In reaching our result we do not pass upon the substantive validity of the amendment. Rather we are dealing solely with the procedural aspects of the presentation of the issue.
In summary we make the following disposition of the case. The attorney general's request to enjoin the placement of the proposed amendment on the ballot is denied but the interpretive statement is declared invalid and its use is enjoined. The matter is remanded to the Legislature to prepare a statement complying with N.J.S.A. 19:3-6. We retain jurisdiction so that any party may apply for such further orders as the circumstances may warrant.
NOTES
[1] Of course the statements attached to the resolution and issued by the legislative committees will not appear on the ballot.
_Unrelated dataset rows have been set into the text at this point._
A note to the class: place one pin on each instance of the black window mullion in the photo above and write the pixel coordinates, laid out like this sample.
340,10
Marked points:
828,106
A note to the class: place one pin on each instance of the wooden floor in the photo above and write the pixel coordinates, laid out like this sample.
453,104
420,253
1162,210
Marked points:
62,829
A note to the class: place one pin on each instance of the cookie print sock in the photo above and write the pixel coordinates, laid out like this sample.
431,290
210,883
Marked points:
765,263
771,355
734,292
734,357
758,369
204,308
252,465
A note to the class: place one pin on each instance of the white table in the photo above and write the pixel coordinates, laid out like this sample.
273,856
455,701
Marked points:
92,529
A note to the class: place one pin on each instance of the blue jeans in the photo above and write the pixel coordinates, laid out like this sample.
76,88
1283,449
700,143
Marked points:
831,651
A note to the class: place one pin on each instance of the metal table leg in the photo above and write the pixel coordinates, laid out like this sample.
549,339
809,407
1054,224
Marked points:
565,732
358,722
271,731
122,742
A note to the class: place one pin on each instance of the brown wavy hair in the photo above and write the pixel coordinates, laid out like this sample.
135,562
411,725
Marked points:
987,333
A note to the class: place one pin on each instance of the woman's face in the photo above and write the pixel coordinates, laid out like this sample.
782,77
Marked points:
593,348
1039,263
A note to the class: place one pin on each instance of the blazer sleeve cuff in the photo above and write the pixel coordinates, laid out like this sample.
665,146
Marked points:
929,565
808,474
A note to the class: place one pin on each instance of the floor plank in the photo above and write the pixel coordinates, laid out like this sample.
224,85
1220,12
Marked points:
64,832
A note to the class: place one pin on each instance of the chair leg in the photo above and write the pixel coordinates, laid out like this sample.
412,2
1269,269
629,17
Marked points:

[2] The resolution was not adopted in 1984 in time for inclusion on the ballot that year.
[3] The Supreme Court in Gormley v. Lan, supra, 88 N.J. at 44-45, indicated that the attorney general had the discretion to determine the form of the interpretive statement. But in that case the Legislature had not drawn the interpretive statement in the first instance. We do not think the court would have said that the attorney general had discretion to determine the form of the statement if the Legislature had done so.